Now let us (finally) return to our hypothesis about six degrees of separation. Any valid data point is separated from a business problem by a number of degrees of separation - sometimes six, sometimes less or even more. The first level is the transactional one - customer buys a product or service. This generates an atomic data point, a sale. Of course, the transaction itself may entail degrees of separation such as credit checking if the purchase is with a payment card or validation if an insurance claim is being processed. In turn, this data is aggregated at a second level for purposes of statutory accounting and regulatory reporting, categorized according to distinctions that mean something to government auditors. At a third level, the transactions are aggregated according to other relevant master data dimensions - which customer bought which product and when and where this occurred. A fourth level consists of adjustments to aggregates. In retail, products are returned and must be added into inventory and subtracted from revenue. In insurance, losses must be accrued, deducted from reserves and added to payouts. If the organization has a flat structure and consistent systems, we are done sooner rather than later. We have traced a path from interaction in the market to a fundamental business entity (such as customer or product) that can solve a business problem or answer a customer question.

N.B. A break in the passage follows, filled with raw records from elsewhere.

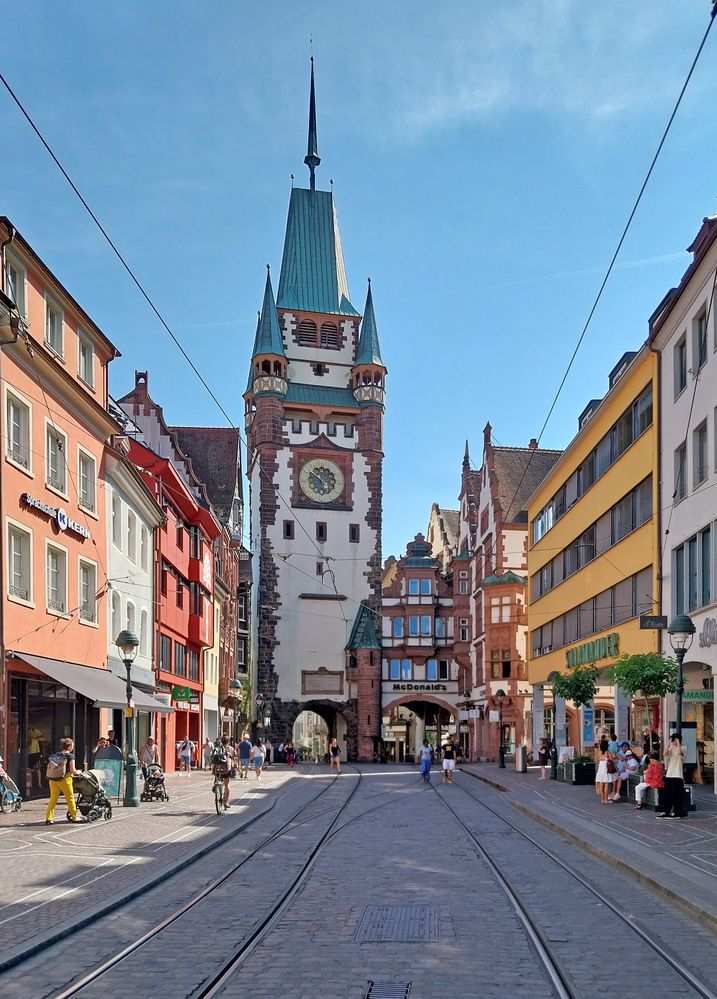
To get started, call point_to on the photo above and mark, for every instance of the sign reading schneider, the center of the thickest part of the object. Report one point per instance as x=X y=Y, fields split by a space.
x=599 y=648
x=64 y=522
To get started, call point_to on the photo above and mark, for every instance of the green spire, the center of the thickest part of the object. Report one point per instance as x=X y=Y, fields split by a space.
x=312 y=158
x=369 y=351
x=268 y=335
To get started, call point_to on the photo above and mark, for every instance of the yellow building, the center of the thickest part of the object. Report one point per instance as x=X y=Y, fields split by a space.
x=594 y=551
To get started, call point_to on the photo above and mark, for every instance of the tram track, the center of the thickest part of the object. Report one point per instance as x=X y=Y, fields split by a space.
x=553 y=963
x=230 y=964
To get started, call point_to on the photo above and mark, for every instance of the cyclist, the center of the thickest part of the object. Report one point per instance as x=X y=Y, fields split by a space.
x=223 y=759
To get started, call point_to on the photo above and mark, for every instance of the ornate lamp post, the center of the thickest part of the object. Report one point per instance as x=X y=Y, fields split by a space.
x=128 y=643
x=681 y=632
x=500 y=697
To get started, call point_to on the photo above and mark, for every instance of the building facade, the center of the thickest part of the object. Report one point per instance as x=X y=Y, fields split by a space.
x=593 y=556
x=314 y=422
x=684 y=333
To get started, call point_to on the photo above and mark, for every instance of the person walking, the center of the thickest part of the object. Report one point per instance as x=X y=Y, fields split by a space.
x=258 y=754
x=674 y=780
x=60 y=770
x=244 y=757
x=335 y=756
x=425 y=755
x=449 y=760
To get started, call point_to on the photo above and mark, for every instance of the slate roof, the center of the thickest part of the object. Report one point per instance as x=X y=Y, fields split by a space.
x=313 y=276
x=214 y=454
x=514 y=464
x=321 y=395
x=363 y=633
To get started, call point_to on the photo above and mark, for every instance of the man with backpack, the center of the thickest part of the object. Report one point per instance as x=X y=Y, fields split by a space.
x=223 y=759
x=60 y=768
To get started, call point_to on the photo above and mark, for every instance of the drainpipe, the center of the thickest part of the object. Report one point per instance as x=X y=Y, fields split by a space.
x=4 y=692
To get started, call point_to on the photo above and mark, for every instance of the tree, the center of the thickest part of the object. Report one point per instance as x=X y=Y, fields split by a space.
x=578 y=686
x=648 y=673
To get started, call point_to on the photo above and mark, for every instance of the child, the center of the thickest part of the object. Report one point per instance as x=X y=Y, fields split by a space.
x=653 y=777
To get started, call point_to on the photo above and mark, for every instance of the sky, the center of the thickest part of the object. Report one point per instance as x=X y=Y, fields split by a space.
x=485 y=157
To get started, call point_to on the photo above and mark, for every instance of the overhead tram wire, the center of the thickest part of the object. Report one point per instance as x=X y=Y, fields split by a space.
x=611 y=265
x=147 y=298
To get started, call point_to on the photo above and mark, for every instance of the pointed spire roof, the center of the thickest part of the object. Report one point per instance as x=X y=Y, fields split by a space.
x=369 y=350
x=363 y=633
x=268 y=335
x=312 y=158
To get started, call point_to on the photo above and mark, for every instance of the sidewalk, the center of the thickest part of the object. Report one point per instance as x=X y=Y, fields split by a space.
x=678 y=858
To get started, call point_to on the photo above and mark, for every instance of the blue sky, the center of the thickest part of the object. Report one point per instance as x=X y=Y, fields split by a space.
x=485 y=156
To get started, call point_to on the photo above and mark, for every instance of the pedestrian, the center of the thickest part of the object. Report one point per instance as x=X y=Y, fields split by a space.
x=335 y=756
x=425 y=755
x=244 y=757
x=449 y=760
x=603 y=776
x=185 y=756
x=148 y=754
x=543 y=758
x=654 y=776
x=674 y=780
x=60 y=769
x=258 y=753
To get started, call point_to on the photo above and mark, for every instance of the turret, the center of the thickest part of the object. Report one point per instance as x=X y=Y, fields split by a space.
x=368 y=375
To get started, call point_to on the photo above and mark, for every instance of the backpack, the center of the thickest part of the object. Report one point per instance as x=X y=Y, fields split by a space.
x=56 y=766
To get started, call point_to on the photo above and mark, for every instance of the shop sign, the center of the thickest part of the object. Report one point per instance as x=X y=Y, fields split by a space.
x=58 y=514
x=599 y=648
x=708 y=635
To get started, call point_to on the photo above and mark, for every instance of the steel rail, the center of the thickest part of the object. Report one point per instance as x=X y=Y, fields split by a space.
x=674 y=962
x=102 y=969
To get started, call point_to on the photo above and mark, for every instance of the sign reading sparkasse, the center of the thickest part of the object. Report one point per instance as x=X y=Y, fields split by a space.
x=58 y=514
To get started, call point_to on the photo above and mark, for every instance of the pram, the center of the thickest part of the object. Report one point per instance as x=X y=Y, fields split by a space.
x=92 y=802
x=10 y=799
x=154 y=789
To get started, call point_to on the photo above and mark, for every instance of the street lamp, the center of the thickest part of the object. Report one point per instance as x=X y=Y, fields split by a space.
x=128 y=643
x=500 y=696
x=554 y=742
x=681 y=631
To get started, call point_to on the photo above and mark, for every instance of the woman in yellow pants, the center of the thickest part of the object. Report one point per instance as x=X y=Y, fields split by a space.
x=60 y=768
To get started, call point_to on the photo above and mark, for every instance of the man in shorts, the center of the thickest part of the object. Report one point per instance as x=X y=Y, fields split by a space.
x=244 y=757
x=449 y=760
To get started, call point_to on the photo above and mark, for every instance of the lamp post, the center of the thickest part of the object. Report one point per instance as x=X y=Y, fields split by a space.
x=500 y=697
x=128 y=643
x=554 y=741
x=681 y=631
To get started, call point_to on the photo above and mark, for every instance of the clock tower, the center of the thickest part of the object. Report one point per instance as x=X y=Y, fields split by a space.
x=314 y=420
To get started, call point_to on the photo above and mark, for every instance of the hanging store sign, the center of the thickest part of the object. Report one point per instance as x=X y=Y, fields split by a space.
x=599 y=648
x=708 y=635
x=58 y=514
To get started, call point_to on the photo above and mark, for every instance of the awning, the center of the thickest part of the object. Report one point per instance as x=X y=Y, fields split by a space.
x=98 y=685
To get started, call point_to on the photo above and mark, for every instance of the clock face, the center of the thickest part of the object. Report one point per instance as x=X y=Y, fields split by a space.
x=321 y=480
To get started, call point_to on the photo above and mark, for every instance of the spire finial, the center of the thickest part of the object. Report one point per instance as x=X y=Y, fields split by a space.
x=312 y=158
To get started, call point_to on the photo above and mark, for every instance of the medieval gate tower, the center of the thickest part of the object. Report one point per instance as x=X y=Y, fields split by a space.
x=314 y=421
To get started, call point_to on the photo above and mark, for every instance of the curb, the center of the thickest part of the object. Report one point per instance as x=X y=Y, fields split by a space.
x=89 y=915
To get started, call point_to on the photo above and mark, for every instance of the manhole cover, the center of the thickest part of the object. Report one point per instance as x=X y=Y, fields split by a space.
x=398 y=923
x=388 y=990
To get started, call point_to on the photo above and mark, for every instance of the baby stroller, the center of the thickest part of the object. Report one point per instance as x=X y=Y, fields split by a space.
x=92 y=802
x=10 y=800
x=154 y=789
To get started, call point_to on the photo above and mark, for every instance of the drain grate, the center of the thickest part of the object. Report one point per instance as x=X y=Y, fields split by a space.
x=398 y=924
x=388 y=990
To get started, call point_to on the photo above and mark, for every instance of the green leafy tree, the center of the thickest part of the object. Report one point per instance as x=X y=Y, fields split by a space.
x=646 y=673
x=578 y=686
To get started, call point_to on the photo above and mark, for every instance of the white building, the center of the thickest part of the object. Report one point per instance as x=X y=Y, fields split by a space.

We are now able to answer basic business questions about trends in the market and related issues. In this example, we have four levels or three degrees of separation unless we count the one hidden in the transactional layer, in which case we have four degrees of separation. This is relatively simple, but rarely is this the case.
There is a "gotcha." In this discussion, "degrees of separation" is a proxy for "steps in a process" or "hand-offs between system interfaces." A quick and easy result such as the one we just obtained does not really correspond to our intuitions about the complexity of business operations. This result presumes we have intermediate access to something similar to a consistent representation of customers and products or other essential reference data in the form required. In general, if each system interface (hand-off between different representations of the same data) represents a degree of separation, then the task of merging a half dozen customer or product files across each of these interfaces represents a potentially astronomically large number of degrees of separation. The exponential fan out goes in the wrong direction - instead of converging on your next-door neighbor who hands off the post card to his second cousin in Bangalore, we get proliferating system interfaces. It is as though you need to get there by way of the planet Mars. This is the state of the spaghetti-like diagrams of system interrelations that represent the "before" state in data mart consolidation initiatives.